Por fim, a competição entre as marcas de smartphones está se intensificando, com empresas como a Samsung se destacando em um cenário desafiador. Para o Brasil, onde a competição é acirrada, isso pode significar uma oportunidade para marcas que conseguem oferecer produtos com bom custo-benefício, enquanto as marcas premium podem continuar a se beneficiar de sua base de clientes leais. O que se observa na Índia pode servir como um termômetro para o que pode acontecer no Brasil, especialmente se a pressão sobre os preços dos componentes continuar a aumentar.
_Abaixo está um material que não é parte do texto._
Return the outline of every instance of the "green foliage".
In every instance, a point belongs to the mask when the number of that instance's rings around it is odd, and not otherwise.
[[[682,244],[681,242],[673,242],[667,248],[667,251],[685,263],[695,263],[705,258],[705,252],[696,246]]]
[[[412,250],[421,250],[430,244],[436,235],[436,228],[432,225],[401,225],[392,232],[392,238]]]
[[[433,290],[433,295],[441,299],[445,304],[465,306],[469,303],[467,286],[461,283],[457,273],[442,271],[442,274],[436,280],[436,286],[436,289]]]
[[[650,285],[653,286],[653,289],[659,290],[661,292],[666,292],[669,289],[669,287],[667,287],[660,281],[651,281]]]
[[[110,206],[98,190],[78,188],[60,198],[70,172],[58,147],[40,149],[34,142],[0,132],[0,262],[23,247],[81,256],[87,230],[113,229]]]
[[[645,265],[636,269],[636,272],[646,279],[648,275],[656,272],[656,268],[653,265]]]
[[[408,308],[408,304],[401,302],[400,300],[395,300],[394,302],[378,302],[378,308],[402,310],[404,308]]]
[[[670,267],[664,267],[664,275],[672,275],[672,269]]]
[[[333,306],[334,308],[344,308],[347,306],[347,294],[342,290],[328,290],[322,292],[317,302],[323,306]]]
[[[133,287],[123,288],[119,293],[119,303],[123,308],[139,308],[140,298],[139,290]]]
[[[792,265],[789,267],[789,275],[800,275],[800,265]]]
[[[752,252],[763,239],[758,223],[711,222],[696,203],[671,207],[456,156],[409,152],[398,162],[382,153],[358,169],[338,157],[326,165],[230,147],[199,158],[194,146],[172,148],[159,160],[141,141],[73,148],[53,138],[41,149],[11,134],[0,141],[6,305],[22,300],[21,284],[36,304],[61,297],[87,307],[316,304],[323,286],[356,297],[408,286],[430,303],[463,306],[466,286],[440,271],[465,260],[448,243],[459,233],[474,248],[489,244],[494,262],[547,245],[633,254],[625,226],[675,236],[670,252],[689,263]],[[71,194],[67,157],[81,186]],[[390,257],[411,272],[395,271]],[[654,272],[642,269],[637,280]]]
O que esta cobertura entrega

  • Atribuicao clara de fonte com link para a publicacao original.
  • Enquadramento editorial sobre relevancia, impacto e proximos desdobramentos.
  • Revisao de legibilidade, contexto e duplicacao antes da publicacao.

Fonte original:

TechCrunch AI

Sobre este artigo

Este artigo foi curado e publicado pelo AIDaily como parte da nossa cobertura editorial sobre desenvolvimentos em inteligência artificial. O conteúdo é baseado na fonte original citada abaixo, enriquecido com contexto e análise editorial. Ferramentas automatizadas podem auxiliar tradução e estruturação inicial, mas a decisão de publicar, a revisão factual e o enquadramento de contexto seguem responsabilidade editorial.